Interview pour ConfiNews.net de Yves Marek, haut fonctionnaire, Président du centre national de la chanson française et auteur de « Gouverner c’est aimer » éditions Balland
En faisant le choix de cette anthologie de l’art de gouverner de l’Antiquité à nos jours, avez-vous l’ambition de réhabiliter l’art de gouverner ?
En effet, on peut prendre cet ouvrage comme une source de centaines de formules fulgurantes et parfois drôles sur la politique, mais il s’agit en effet sous la forme d’une cinquantaine de courts essais, d’une sorte de manifeste qui a une ambition plus haute : à travers ces penseurs du passé et de toutes les civilisations, montrer que la politique est chose humaine, qu’il y a une noblesse dans l’Art de manier les hommes et que nous pourrions mieux aimer la politique si nous la considérons avec le détachement des moralistes en tenant compte que ce métier a sa noblesse.

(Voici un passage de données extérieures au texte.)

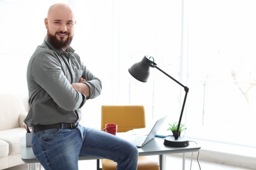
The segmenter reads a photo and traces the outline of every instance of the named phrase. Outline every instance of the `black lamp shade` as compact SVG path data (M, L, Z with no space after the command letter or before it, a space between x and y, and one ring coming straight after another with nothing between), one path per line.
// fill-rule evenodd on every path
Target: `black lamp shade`
M142 60L133 64L128 71L138 80L146 82L150 73L150 67L152 67L153 63L154 61L147 56L144 56Z

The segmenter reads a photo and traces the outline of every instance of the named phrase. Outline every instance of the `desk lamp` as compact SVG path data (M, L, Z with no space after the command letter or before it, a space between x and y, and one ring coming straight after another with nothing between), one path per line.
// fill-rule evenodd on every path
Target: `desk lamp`
M174 133L173 136L167 137L165 138L163 144L168 146L173 146L173 147L183 147L183 146L187 146L189 145L188 141L182 137L179 136L179 129L181 126L181 119L182 118L183 114L183 110L185 106L186 96L188 93L188 88L184 86L179 82L178 82L177 80L173 78L172 76L169 75L167 73L160 69L158 66L156 66L156 63L154 62L154 60L153 57L148 57L144 56L141 60L141 61L136 63L133 64L131 68L128 69L129 73L136 79L138 80L146 82L148 80L148 78L150 75L150 67L153 68L156 68L159 71L160 71L161 73L165 74L166 76L169 76L171 79L176 82L177 84L179 84L181 86L184 88L184 90L185 90L185 97L184 98L183 105L181 109L181 112L180 118L179 120L178 127L177 131Z

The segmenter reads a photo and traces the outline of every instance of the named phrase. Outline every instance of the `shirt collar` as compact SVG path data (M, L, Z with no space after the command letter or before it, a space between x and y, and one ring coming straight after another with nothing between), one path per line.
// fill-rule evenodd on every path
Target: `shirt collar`
M56 53L57 53L58 55L60 55L61 53L62 53L64 52L64 50L62 49L57 49L57 48L55 48L50 42L50 41L48 38L48 36L46 35L45 37L45 42L47 44L47 45L48 45L50 48L53 50L54 50ZM73 49L73 48L72 48L70 46L68 46L66 49L66 52L68 53L74 53L75 52L75 50Z

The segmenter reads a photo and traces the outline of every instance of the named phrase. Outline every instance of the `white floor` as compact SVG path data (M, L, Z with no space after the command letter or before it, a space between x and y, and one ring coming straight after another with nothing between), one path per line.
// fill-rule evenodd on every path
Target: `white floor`
M152 156L152 159L158 159L158 156ZM185 163L185 169L190 169L190 159L186 159ZM218 170L249 170L249 169L236 167L232 166L229 166L223 164L215 163L212 162L207 162L199 160L199 163L201 167L201 169L218 169ZM79 168L80 170L86 169L86 170L95 170L96 169L96 160L88 160L88 161L79 161ZM37 169L39 168L39 164L37 163ZM5 170L27 170L28 165L26 164L20 165L19 166L13 167L9 169L5 169ZM41 167L41 170L44 170L43 167ZM166 156L166 170L171 169L182 169L182 160L181 157L167 155ZM196 160L193 160L192 168L192 170L199 170L200 167Z

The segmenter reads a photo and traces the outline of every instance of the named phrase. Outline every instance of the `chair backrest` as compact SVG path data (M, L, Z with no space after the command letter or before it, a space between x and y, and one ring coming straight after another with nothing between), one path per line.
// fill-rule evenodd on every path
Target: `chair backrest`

Ce qui est frappant, c’est que des stoïciens aux taoïstes, des arabes aux maîtres de la Renaissance italienne, de Montaigne à Napoléon, de Talleyrand à De Gaulle, jusqu’à Balzac, Michel Audiard, Zweig, et même Star Wars ou Raymond Devos, tous ceux qui ont écrit sur la chose politique dans son essence de rapport entre les hommes ont porté le même jugement plein de lucidité et de tendresse bienveillante sur la nature humaine.
Pensez-vous que l’Occident a trop inscrit sa culture politique dans les principes juridiques du XVIIIème siècle, oubliant l’héritage de l’Antiquité et de la Renaissance ?
En effet, alors que depuis toujours, il y avait des « sciences morales », des conseillers des princes qu’on appelait dans le monde arabe « miroirs des princes », depuis le début de l’ère démocratique, nous feignons de croire que la politique se résume au respect de la loi, au contrôle du pouvoir, aux processus techniques et que le politique est là pour apporter des solutions aux problèmes. Il ne faut pas s’étonner alors du rejet de cette déshumanisation qui oublie ce qu’il y a de très humain, souvent impalpable et presque mystique dans la politique comme dans toutes les relations sociales : les ressorts de la confiance, la force de l’imagination à laquelle Napoléon donnait son juste rang, l’intuition des passions, le sens inné du moment et des circonstances, la grâce d’être en accord avec le destin profond d’une communauté humaine à un moment donné. Le pire est que nous nous mentons à nous-mêmes sur nos attentes en prétendant vouloir des politiques qui accomplissent selon les règles leurs missions gestionnaires, alors que les mêmes saluent l’artiste politique Mitterrand ou le fauve Chirac. Nous préférons nier l’art de gouverner et dénigrer les habiles comme des Machiavel au lieu de respecter la beauté sublime de cet Art et de faire confiance à ceux qui l’exercent au service de tous. Edgar Faure s’en agaçait en disant « Mais, reproche-ton au chirurgien d’être habile ? »
Au-delà des institutions et de la pratique de la Vème République, votre livre semble démontrer que le caractère des hommes qui nous gouvernent, la nature humaine, restent déterminantes dans l’exercice du pouvoir. La politique reste-t-elle finalement profondément humaine ?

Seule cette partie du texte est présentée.